Powering the future with lunar soil
Building a lunar base would be one of the next logical steps in our exploration of the solar system, but the survival of a future crew depends on access to a reliable source of energy. An ESA Discovery & Preparation study explored how lunar regolith—the dust, soil and rock on the moon's surface—could be used to store heat and provide electricity for future astronauts, rovers and landers.
Humans would have little difficulty reaching the moon's surface with today's technology, but it is expensive—sometimes even impossible—to take all the materials we would need with us, especially if we want to stay for more than a couple of days. For sustainable, long-term exploration, we should instead look to local resources available at the destination. As part of this endeavour, Discovery & Preparation recently supported aerospace experts Azimut Space (formerly Sonaca Space) to investigate whether it would be possible to create 'heat-storage bricks' out of lunar regolith.
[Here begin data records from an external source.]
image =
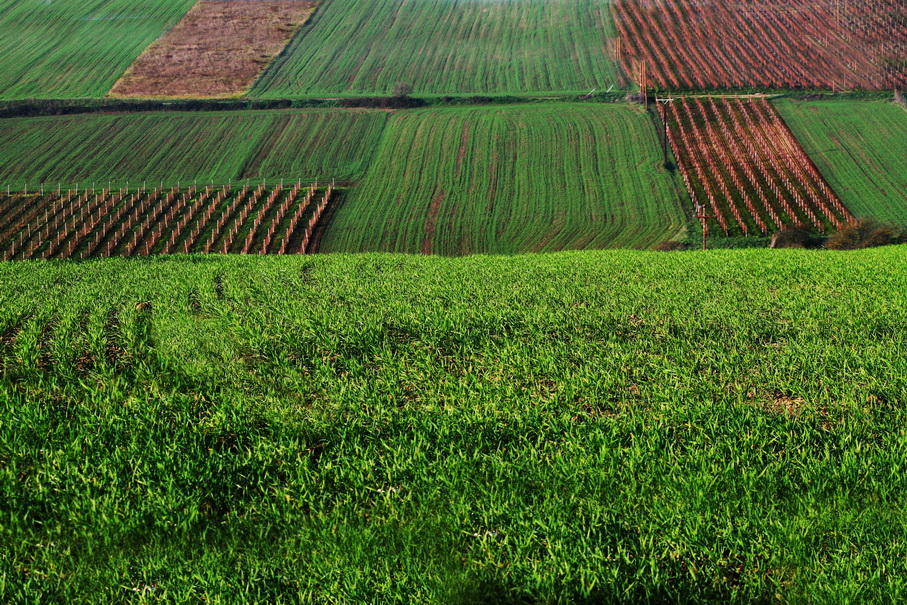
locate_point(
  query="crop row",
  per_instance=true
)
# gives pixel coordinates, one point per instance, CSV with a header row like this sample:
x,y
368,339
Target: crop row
x,y
178,148
479,47
89,223
860,148
511,179
740,159
76,48
777,44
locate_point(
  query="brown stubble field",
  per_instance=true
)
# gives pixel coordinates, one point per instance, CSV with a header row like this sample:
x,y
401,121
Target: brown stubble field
x,y
217,49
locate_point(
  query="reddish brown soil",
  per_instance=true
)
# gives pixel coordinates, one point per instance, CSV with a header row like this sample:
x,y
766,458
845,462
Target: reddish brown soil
x,y
217,49
741,44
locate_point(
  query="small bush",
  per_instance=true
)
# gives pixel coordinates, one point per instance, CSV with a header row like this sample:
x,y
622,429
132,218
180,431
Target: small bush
x,y
795,238
401,89
866,233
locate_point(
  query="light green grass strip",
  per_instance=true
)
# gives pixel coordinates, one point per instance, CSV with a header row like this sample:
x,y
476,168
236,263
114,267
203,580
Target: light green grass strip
x,y
512,179
860,147
584,427
213,146
447,46
76,48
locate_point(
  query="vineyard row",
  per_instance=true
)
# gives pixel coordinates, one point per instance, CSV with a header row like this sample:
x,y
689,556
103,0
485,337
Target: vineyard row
x,y
739,160
211,219
742,44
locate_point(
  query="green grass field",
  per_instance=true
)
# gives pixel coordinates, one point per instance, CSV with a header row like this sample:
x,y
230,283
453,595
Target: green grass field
x,y
860,148
76,48
215,146
447,47
576,427
512,179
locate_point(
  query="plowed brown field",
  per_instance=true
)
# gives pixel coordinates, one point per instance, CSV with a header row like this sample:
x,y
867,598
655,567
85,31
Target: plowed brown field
x,y
217,50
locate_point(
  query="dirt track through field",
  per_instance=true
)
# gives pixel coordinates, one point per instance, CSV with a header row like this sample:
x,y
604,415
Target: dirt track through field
x,y
218,49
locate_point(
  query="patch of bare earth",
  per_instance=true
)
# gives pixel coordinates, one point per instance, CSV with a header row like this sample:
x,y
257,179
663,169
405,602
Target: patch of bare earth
x,y
218,49
431,223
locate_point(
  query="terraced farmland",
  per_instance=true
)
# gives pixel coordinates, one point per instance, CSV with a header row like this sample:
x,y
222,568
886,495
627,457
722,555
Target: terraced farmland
x,y
860,147
76,48
203,147
512,179
252,219
462,46
739,160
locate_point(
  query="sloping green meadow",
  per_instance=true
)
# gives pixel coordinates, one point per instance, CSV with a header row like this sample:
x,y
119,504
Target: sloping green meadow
x,y
860,148
76,48
508,179
212,146
447,47
577,427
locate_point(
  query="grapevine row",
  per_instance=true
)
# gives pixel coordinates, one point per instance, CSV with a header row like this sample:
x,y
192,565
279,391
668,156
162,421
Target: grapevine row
x,y
808,44
740,157
86,223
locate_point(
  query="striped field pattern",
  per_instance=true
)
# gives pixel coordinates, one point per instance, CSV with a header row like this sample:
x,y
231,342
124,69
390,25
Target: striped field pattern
x,y
512,179
447,46
76,48
252,219
740,161
202,146
860,147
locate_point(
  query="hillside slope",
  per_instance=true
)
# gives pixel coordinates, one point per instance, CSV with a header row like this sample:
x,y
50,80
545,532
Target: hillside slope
x,y
593,426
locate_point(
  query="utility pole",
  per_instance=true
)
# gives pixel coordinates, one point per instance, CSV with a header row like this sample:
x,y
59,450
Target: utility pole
x,y
704,218
664,123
In space, energy typically comes via solar panels that provide almost instantaneous electricity when the Sun shines on them. But inhabitants of the moon could expect to spend up to 16 days in darkness during the lunar night. Finding a sustainable energy solution that collects sunlight during the long lunar days and stores it for use at night is essential to make the prospect of long-term lunar habitation a reality.
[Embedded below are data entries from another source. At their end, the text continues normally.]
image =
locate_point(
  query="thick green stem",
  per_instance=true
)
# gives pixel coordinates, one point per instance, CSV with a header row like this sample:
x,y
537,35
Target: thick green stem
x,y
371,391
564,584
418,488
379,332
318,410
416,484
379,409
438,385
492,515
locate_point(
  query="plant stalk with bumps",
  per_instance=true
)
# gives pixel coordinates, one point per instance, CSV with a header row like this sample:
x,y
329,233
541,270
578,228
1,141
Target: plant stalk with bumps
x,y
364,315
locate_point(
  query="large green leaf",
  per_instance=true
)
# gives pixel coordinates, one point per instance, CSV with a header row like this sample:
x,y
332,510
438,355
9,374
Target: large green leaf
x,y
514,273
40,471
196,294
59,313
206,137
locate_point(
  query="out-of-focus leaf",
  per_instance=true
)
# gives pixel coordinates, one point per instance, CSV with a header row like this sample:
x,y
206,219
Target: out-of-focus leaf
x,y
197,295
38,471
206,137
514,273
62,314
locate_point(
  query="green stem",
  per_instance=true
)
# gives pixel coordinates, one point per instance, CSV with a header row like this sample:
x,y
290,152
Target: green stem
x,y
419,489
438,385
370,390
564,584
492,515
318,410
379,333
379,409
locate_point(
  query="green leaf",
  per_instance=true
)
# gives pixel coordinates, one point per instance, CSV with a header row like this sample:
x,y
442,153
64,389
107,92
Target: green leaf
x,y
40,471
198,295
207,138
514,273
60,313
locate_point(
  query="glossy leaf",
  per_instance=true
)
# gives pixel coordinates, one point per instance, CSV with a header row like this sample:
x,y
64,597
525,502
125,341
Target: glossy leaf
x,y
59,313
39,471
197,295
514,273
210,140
Regolith bricks offer a way of storing daytime solar energy so that electricity can be produced at night; this would be vital for any humans living and working on the moon. The stored heat could also be released directly to keep robotic equipment warm enough to function during the long hours of darkness.
"Apollo astronauts brought back small amounts of moon rock, allowing us to create very similar 'fake' lunar regolith here on Earth," explains Aidan Cowley from ESA's Human Spaceflight and Robotic Exploration Directorate, who oversaw the project. "In this study, we used Earth rock with comparable properties to moon rock, crushed into a powder until the particles matched the size of those in the lunar regolith."
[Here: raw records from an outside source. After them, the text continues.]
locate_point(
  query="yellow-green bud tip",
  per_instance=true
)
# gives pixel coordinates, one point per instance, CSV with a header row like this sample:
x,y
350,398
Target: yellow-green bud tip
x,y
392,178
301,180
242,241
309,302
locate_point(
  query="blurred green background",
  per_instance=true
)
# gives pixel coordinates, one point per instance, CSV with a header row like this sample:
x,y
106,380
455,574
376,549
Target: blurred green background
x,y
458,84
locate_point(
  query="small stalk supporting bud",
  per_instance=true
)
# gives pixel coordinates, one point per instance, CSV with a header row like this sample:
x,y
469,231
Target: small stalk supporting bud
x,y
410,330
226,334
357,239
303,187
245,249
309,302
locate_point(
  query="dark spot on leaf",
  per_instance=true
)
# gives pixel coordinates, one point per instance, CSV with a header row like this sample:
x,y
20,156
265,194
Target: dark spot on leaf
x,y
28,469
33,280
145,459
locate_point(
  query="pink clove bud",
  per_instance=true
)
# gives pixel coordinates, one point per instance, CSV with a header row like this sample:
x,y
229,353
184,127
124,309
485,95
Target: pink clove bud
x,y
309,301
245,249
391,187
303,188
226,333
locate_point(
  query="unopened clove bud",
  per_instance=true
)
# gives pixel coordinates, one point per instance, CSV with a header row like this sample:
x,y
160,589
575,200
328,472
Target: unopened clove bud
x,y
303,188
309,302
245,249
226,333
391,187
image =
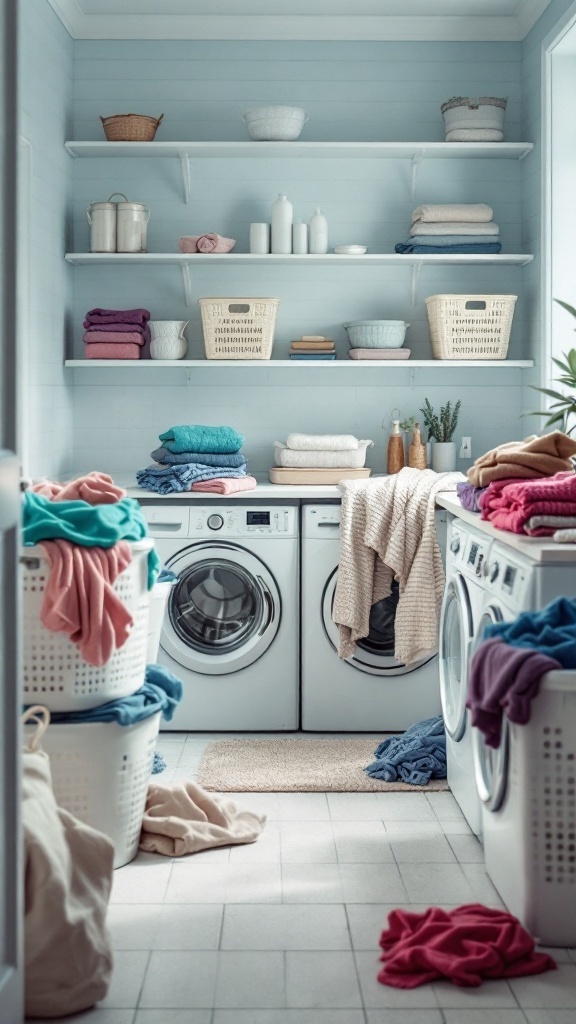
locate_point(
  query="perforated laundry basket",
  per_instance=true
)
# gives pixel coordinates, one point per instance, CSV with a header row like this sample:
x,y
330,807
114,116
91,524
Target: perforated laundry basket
x,y
100,772
54,673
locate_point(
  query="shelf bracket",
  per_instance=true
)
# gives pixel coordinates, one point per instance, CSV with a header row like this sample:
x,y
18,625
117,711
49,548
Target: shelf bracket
x,y
416,271
416,161
184,164
187,282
After making this powder into a brick, the team pumped energy into their imitation lunar regolith to see how well it could store heat. They also connected it to a heat engine to create electricity using the energy stored inside it.
"Any moon-based technology would face incredibly tough conditions—long nights, temperatures ranging from -173°C to 127°C and extremely low pressures," explains Project Manager Luca Celotti from Azimut Space. "We mimicked these conditions as best as we could to create a 'moon-like' environment for our brick."
"Using lunar regolith to store heat on the moon would provide us with an abundance of readily-available material meaning space travellers wouldn't need to take much from Earth. Eventually, this will enable more ambitious space missions to go ahead."
As the imitation regolith worked well, the team would next like to make the process more efficient and scale it up to further investigate whether regolith bricks would be capable of producing the energy that would be required.
"This is just the first step towards creating an innovative and sustainable method of heat storage and electricity generation that could make it possible for us to land on the moon," concludes Luca.
Using local materials helps us move into sustainable, permanent exploration, giving rise to cheaper, safer and easier access to space. And lunar regolith would not only be useful for heat storage and electricity generation. This material—plentiful on the moon—could also be used to build future habitats, as a source of oxygen or minerals, and even to make everyday objects such as tools.